• maalesef riyakârlığımızı tekrar ortaya çıkarmıştır.

    baştan belirteyim, kayıpları karşılaştırmıyor, kayıpların tamamen eşit olduğunu savunuyorum.

    şöyle bir haber olsaydı okuduğumuz “bursa’da 84 insan katledildi, bir kısmı ise yaralı.”, insanların katledildiği şehir ve çevre şehirlerde yoğun olmak üzere neredeyse her yerde haberle alakalı konuşulur, tartışılır; insanların nasıl, neden katledildiği ve kim tarafından katledildikleri bulunur; suçlular insan yaralamaktan, öldürmekten hatta toplu şekilde katletmekten yargılanır, facebook’ta, twitter’da ve benzer yerlerde kampanyalar başlatılır, profil fotoğrafları karartılır, kanalların sağ üst köşelerinde o insanlar anılır, aylarca konuşulur, neden olanlar işlerinden kovulur ve isimleri her yerde duyulmaya başlardı hatta daha da fazla tepki verilir, yaşanılanlar aylar boyunca insanların akıllarından çıkmaz, çıkar yol bulmaya çalışılırdı (olması gereken zaten bu ve bundan daha fazlasıdır.)

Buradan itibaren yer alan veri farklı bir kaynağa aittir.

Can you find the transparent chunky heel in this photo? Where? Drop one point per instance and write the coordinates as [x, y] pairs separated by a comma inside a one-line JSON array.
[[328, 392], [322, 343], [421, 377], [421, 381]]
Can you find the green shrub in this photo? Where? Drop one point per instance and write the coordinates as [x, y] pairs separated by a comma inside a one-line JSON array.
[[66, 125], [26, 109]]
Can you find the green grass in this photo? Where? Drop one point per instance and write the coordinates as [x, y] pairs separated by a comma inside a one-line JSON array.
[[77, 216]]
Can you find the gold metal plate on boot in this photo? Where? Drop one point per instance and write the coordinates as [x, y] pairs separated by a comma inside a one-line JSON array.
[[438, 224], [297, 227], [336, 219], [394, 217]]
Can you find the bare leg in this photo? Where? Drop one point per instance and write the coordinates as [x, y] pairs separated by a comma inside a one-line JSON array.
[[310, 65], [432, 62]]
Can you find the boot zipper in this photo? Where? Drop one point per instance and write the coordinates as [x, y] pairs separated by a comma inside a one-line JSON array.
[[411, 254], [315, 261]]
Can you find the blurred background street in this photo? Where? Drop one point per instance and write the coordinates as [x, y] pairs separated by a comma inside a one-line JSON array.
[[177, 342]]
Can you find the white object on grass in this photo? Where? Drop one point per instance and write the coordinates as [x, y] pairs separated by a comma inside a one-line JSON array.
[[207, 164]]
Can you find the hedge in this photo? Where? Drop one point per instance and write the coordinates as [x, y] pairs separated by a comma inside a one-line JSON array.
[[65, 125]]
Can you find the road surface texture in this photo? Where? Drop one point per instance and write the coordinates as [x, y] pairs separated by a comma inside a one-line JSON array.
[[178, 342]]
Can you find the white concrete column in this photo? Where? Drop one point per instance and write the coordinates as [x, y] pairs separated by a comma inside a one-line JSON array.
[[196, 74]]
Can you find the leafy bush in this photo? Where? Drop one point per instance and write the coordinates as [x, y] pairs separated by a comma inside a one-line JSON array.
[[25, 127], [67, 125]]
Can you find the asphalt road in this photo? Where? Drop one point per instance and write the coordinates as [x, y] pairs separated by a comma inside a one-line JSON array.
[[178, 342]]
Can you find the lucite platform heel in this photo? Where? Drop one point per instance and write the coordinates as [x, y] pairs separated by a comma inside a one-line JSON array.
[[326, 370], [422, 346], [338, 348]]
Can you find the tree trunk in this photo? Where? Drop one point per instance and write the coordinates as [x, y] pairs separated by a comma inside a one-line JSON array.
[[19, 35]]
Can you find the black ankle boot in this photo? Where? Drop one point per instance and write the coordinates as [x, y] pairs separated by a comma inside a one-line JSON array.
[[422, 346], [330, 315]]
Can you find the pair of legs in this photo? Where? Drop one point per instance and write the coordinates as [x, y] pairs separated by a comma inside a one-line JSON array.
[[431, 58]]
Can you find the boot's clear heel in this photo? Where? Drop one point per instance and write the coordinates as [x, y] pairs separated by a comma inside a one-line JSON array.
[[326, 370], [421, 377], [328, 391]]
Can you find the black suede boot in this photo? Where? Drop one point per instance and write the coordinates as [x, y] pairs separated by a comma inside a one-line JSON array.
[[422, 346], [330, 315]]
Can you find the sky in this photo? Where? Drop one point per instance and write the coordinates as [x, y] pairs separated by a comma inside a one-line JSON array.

    oysa haber şu şekliyle “bursa’da 84 köpek katledildi, bir kısmı ise yaralı.”, üstünden neredeyse bir hafta geçmesine rağmen haberlerde 2 dk. yer buluyor, başlığında 2-3 entry oluyor hatta onlardan bazılarıysa “sokakta dolaşan köpekler gebersin ya da barınaklara toplansın.” şeklinde olabiliyor, suç köpeklerde ve köpeklerin var olmasındaymış gibi. ne birlikte yaşadığımız insanlar tarafından korunuyor şu hayvanlar ne de kanun tarafından (bitkiyle, insanla eşit yaşam hakları olmasına rağmen) insanla eşit görülüyor.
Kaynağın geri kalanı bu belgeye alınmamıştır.